I recently loaded up a new virtual machine with Ubuntu 7.04 Feisty Fawn (32-bit) running on Vista Ultimate (64-bit) and have had no problems thus far. Everything works, dual monitors, sound, networking, etc…
I’m seriously impressed with the quality of VMWare Workstation 6. I’ve been a user of their product since version 4, and it’s done nothing but improve. I’m also impressed with Ubuntu. It took almost zero effort in order to get a working system installed to disk. After the install a simple sudo apt-get install build-essential was all I needed to get what I need for development.
My reasons for the linux vm are 2 fold. First of all I prefer it to windows as a “safer” platform to do my banking and such on. Secondly, I’ve started another class in my Master’s program at DePaul University, and it requires a linux system. We’ll be learning assembler from the programmer’s point of view; that is understanding what data structures, control statements, etc look like in assembler as well being able to take compiled programs and debug them at the assembler level to find/troubleshoot bugs.
I’ve also been spending some time thinking of ways to give to the security community.

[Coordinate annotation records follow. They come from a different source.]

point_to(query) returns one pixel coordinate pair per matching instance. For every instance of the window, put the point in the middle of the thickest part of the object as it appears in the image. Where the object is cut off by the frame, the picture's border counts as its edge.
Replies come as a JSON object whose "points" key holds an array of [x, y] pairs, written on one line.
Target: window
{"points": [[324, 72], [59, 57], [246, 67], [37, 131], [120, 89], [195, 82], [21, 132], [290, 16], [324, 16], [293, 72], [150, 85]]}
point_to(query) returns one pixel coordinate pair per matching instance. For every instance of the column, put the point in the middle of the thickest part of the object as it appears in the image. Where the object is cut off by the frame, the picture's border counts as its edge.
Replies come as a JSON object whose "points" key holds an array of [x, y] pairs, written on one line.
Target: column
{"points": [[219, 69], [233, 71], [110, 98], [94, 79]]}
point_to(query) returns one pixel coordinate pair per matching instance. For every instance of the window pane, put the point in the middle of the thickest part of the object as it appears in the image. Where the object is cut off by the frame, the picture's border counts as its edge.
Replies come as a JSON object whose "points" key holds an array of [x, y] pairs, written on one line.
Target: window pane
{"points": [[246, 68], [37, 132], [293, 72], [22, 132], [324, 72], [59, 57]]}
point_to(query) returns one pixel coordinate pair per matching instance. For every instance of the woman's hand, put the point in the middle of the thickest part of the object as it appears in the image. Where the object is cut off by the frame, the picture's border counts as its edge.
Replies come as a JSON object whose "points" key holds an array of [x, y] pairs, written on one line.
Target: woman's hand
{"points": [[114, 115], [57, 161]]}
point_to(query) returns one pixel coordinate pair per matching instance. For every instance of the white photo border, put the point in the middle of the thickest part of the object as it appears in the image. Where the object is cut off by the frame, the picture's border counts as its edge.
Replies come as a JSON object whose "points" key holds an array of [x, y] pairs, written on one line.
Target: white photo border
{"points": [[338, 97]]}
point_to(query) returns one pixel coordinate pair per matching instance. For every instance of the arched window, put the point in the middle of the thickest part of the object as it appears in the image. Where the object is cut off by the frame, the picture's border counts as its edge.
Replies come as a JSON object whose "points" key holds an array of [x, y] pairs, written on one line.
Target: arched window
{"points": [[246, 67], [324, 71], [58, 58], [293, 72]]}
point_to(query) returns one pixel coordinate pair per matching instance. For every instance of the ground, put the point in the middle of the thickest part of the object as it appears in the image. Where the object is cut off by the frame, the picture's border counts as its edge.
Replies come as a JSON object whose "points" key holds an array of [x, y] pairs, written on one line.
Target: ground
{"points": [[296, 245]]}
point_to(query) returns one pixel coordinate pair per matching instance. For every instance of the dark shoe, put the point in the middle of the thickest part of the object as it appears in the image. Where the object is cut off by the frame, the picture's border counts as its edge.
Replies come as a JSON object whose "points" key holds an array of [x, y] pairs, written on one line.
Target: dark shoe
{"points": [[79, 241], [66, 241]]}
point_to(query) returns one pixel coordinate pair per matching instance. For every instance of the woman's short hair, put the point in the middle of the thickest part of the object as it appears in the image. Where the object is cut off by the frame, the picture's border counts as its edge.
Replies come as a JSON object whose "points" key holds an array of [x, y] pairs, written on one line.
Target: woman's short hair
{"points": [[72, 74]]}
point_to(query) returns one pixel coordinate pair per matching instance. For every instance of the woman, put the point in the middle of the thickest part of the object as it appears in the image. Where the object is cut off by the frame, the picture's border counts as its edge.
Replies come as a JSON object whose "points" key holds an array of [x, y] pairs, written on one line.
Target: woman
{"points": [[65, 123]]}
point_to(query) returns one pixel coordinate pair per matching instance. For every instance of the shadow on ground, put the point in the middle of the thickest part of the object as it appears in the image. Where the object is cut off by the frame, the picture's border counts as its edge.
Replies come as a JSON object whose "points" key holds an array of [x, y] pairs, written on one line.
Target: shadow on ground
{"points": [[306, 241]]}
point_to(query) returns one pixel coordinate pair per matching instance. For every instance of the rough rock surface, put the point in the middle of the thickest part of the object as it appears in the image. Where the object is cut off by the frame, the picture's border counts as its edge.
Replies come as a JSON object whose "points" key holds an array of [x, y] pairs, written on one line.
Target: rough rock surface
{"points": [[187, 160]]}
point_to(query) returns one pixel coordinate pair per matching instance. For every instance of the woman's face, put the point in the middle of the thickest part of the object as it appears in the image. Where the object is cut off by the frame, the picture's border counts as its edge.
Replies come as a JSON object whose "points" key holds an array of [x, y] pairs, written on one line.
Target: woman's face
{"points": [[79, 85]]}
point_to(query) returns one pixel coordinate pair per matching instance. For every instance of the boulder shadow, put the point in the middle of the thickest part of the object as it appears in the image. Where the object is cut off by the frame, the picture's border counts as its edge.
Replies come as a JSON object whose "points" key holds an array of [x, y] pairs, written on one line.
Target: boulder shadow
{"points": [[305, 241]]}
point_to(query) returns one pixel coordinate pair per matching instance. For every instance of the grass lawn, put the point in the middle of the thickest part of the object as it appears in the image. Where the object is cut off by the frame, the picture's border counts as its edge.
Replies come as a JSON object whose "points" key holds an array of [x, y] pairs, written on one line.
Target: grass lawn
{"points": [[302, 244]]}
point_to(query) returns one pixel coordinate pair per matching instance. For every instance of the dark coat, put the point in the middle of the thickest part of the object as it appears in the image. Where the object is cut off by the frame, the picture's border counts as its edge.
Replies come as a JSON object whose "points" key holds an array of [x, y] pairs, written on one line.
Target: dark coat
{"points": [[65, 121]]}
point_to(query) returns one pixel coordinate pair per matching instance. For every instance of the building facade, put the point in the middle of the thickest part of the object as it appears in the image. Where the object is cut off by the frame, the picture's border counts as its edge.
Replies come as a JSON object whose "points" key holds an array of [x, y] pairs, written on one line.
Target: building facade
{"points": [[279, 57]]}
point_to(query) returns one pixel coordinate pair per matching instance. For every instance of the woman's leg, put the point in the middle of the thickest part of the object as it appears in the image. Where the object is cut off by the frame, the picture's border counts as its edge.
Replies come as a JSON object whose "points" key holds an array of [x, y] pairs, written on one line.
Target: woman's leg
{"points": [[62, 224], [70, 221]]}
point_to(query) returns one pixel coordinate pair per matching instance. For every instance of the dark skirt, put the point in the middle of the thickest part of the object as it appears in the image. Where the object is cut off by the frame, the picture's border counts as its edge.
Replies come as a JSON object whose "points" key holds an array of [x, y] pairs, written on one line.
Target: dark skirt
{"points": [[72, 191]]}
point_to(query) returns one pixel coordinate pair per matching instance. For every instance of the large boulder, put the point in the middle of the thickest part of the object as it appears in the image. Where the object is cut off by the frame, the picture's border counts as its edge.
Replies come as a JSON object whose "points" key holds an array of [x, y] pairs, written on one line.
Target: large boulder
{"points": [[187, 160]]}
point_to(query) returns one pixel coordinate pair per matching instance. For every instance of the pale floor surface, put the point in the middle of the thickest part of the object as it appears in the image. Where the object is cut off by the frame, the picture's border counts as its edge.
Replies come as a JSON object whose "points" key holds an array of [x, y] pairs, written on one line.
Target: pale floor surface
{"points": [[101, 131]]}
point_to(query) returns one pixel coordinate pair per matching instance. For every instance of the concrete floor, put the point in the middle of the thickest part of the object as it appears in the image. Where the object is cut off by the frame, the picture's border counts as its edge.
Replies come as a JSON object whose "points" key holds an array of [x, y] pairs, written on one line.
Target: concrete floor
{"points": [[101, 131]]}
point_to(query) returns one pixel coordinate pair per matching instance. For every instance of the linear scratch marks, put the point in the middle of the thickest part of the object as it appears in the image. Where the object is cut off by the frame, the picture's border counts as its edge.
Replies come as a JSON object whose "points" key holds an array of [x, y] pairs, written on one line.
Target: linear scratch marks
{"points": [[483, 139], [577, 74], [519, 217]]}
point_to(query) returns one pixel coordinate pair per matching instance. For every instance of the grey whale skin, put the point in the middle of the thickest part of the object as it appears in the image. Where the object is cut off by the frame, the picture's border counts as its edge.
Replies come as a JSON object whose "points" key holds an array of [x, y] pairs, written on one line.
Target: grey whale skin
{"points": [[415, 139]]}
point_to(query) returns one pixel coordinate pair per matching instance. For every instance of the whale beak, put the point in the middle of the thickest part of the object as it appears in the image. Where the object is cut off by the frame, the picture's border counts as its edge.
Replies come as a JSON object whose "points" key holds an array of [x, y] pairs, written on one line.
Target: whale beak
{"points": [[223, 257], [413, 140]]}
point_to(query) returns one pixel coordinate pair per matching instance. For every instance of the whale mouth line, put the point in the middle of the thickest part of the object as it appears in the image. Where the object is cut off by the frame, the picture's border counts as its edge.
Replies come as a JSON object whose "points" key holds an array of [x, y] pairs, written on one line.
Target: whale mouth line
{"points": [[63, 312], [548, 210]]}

One of my ways was recently mentioned in a Security Catalyst Community forums post. Basically, create a matrix of security controls and common implementations cross referencing them with all the different security standards out there. A person could for instance check all the controls they already have in place. The site would then list off the standards they are already compliant with. If they wanted, they could pick a standard and it would list off both what they already have and what they are lacking. Not easy and not quick, but useful.
I’ve also been playing around with some type of more useful way to glean data from CheckPoint firewall logs that have been exported to ASCII with the fwm logexport –i <date> –o <date>.out –n –p –m raw command. Specifically, I’m looking for ways to visually make unusual activity “jump” out at the analyst. I’ve been able to create graphs of port usage over time, but haven’t gotten the code into a state where comparision against the standard diviation is viable yet. I also haven’t come up with a solid interface either. Thus far its a hodge podge of perl scripts that can print graphs if STDOUT is redirected to a png file :) I’m debating between open source, free software, web-based stuff and C# in a Windows App. The developer in me wants to use C# since I’m very comfortable with the language, but the student in me wants to use perl, mysql, and php. Oh the choices!
Another interesting thing I’ve been mulling over is file carving from libpcap files. Often I find myself wanting to grab a file that was sent over the network that I have a capture of. I’ve been thinking of 2 ways to solve this: (1) write my own parser for files as I need them or (2) contribute to the tcpxtract project so that it works more accurately.
Well that’s my brain dump for now. One of my goals is to use blogging as Richard Bejtlich has, and that’s as a personal dumping ground to find thoughts, articles, etc in case I need to refer back to them in the future. Let see how this works out!